# 3D Printing > 3D Printing News, Interviews & Editorials Supplied by 3DPrint.com >  Pokémon Go 3D Printing Enthusiast Leaves Low Poly Pokémon Models Around

## Brian_Krassenstein

Pokémon Go. No one could have anticipated the excitement being generated by the game, which has been estimated to be played daily by more than 21 million people. Last week a Pokémon Go player and 3D printing enthusiast decided to use the high traffic at local Pokéstops as an excuse to put some smiles on players faces and promote 3D printing at the same time. He 3D printed several of the classic Low Poly Pokémon models and left them around his local Pokéstops for wandering trainers to find. He also created the hashtag #Pokeprint that has started to get some heat behind it. You can read more here: https://3dprint.com/142765/3d-printed-pokemon-go/

----------


## Ama-fessional Molder

Lol, yeah a good number of us have been doing that for a few days.

----------


## Mjolinor

> Lol, yeah a good number of us have been doing that for a few days.


That's just sad.  :Smile:

----------


## curious aardvark

well either I'm sane and the rest of the world is bonkers or I'm bonkers and they're sane. 

But I'm not chasing virtual pixels - so just this once I'm coming down on me being sane :-)

There are just Sooooo many reasons not to have a smart phone - this is just another. 

If I had any more ways to waste time and procrastinate, I'd probably never get round to eating an starve to death.

----------


## Ama-fessional Molder

Some of us would be out exercising anyways. I might as well play a game while I am out riding my bike.


But, you know, wouldn't want people to go outside, meet people, and exercise, regardless of the reason why. That would just be terrible.

----------


## Mjolinor

There are a lot better things to look at in the world than graphical representations of binary numbers on a small screen.

----------


## Ama-fessional Molder

> There are a lot better things to look at in the world than graphical representations of binary numbers on a small screen.

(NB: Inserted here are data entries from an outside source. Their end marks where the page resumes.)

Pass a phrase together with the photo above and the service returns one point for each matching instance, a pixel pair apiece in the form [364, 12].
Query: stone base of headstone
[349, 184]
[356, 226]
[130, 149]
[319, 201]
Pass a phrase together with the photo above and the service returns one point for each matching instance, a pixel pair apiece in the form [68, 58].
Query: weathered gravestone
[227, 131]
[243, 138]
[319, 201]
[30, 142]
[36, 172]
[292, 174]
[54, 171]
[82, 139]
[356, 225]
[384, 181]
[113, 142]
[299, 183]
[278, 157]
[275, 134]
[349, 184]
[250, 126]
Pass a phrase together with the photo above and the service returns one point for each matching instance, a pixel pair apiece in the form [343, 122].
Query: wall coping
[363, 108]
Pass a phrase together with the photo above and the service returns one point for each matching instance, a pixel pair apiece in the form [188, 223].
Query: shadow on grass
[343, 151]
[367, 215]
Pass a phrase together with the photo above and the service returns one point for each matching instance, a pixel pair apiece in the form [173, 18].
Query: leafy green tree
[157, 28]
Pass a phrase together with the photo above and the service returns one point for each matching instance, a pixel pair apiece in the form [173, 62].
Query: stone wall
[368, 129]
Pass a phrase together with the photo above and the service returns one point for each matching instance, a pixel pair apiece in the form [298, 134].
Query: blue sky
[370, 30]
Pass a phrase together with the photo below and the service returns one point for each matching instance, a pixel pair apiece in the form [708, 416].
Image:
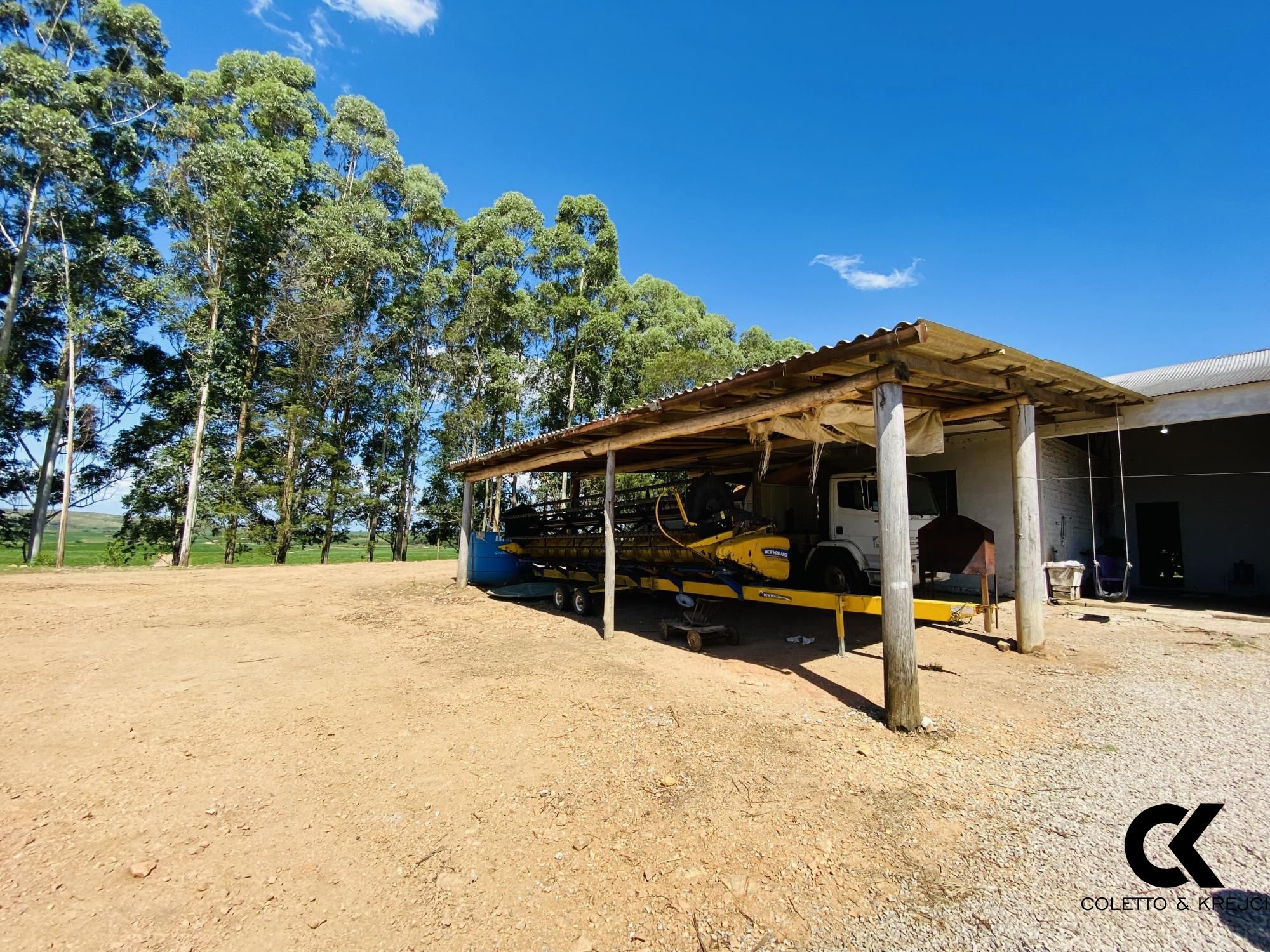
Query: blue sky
[1088, 182]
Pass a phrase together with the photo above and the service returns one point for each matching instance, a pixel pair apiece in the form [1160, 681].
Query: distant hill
[88, 522]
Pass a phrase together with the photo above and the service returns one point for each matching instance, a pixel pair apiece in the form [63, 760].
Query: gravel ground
[1182, 720]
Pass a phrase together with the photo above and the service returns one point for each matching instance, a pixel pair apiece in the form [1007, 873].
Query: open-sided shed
[921, 365]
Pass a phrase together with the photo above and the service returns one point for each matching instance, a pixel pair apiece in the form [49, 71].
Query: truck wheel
[841, 574]
[582, 601]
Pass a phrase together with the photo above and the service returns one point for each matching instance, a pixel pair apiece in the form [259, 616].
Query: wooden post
[610, 544]
[899, 637]
[1029, 581]
[986, 605]
[841, 628]
[465, 529]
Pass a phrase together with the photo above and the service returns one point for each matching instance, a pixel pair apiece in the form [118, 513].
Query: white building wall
[1065, 502]
[985, 493]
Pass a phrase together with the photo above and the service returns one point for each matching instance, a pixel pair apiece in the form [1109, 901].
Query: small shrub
[116, 554]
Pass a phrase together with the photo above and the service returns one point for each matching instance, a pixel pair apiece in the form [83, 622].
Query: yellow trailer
[840, 604]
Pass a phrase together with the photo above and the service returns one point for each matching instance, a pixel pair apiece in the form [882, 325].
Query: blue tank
[488, 564]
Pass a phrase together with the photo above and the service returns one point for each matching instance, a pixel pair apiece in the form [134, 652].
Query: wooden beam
[972, 359]
[702, 423]
[899, 638]
[979, 411]
[610, 546]
[465, 529]
[1029, 579]
[1003, 384]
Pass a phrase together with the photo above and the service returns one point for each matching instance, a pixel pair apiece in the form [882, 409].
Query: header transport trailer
[704, 544]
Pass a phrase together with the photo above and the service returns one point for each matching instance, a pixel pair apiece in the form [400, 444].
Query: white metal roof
[1230, 371]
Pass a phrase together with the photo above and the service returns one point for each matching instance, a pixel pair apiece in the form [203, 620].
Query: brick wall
[1065, 501]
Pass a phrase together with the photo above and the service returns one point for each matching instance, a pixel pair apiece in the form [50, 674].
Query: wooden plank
[1029, 579]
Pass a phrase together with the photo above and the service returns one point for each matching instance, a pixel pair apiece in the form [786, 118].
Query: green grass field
[90, 534]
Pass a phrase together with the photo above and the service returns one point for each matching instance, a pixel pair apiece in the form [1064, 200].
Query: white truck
[849, 557]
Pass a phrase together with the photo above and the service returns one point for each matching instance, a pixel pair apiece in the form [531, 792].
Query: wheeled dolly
[697, 626]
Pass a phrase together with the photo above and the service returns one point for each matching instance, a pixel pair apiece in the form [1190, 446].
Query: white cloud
[323, 34]
[297, 44]
[850, 271]
[406, 16]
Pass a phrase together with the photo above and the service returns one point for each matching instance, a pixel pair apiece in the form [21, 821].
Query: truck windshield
[921, 501]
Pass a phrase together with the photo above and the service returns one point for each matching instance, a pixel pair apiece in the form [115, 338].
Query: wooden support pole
[610, 544]
[1029, 579]
[899, 635]
[843, 629]
[465, 529]
[986, 604]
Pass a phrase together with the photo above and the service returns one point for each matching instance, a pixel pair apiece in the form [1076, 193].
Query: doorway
[1160, 545]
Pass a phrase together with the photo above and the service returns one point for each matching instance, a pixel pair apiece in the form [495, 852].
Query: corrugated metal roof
[1213, 374]
[995, 370]
[652, 406]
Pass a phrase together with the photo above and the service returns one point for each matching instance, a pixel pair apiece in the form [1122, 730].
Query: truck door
[854, 516]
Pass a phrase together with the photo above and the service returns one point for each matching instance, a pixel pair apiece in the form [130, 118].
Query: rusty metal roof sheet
[1213, 374]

Not when you have been on those routes dozens of times and are looking to alleviate the boredom. I ride the same route between 1 and 4 times a week. Yawn.

----------


## Mjolinor

I know nothing about this thing. Are you saying that people are driving round staring at their mobile phones to relieve the boredom of watching the road? Seems a tad dangerous.

----------


## curious aardvark

yep that's exactly what's happening. 
People driving into other people, falling off bicycles - all that jazz. 

It gives the japanese term for looking at your phone while walking: Dumb Walking. 
A whole new meaning. 

There's a little footbridge in burton where groups of people are now lurking. 
I'm waiting for someone to jump the rail into the trent after a rare pokemon who's gps is slightly off and is in the middle of the river :-)
It's got to happen lol

----------


## Ama-fessional Molder

Most people aren't *driving* around, because the game doesn't count anything over 15 mph towards the distances needed to hatch your eggs. And they aren't stupid. Some people are, and most of the ones that are doing so are stopping and pulling over when needed. It's annoying for everyone else though.

And there's a fair bit of range on the GPS locating. The stories of people going into yards and stuff is mostly nonsense. You can get them from the road.

The ones that are staring at their phones while driving would have been doing it with texting anyways. Those people deserve to crash into a wall.

----------


## curious aardvark

lol you're really hooked aren't you ? 

So how are nintendo making money from this ? 
Can you pay to have your business designated a gym ? or hotspot ? 

I'd try it but only have tablet. It's got gps, but not mobile net connection, which presumably is necessary.

----------


## Ama-fessional Molder

Microtransactions.

As for me being hooked, I have spent a total of about 3 hours on the game since day one. I only mess with it when I am waiting for someone or out on a bicycle ride, and even then I mostly ignore it because I am not going to break pace for a video game.

----------


## curious aardvark

yeah right :-) 
lol

----------


## Ama-fessional Molder

*shrug* Too busy making spaghetti at home to play it lol

----------